Chapter 11: Whither Development?

That the current level of violence (illustrated particularly in Chapter 9) is so high even twenty years after the end of the region’s wars reflects the same prevailing power structure which reigned during the wars of the 1970s, 1980s and early 1990s. That same power structure still reigns largely thanks to the influence of the US, the international financial institutions and the traditional Central American oligarchies which all combine to promote neoliberal economic development rules that favour western TNCs and national elites over local communities and environments.

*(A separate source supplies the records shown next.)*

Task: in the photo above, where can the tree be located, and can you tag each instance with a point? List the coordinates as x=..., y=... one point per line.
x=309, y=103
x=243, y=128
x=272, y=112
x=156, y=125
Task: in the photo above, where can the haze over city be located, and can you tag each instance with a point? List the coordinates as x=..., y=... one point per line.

The violence may range from a bureaucratic refusal to recognise a valid claim to land ownership, the denial of the results of a consultation exercise by indigenous groups, denial of the right to form a union, the use of tear gas by security forces against a peaceful demonstration, unlawful imprisonment of non-violent protestors, threats against personal and family well-being, death threats, assassinations, massacres and the use of terror against whole communities. As the preceding chapters have shown, the inclusion of those last items in the list is not an exaggeration of the levels of violence. Death threats, assassinations and terror are precisely the tactics used to ensure the ‘success’ of development projects.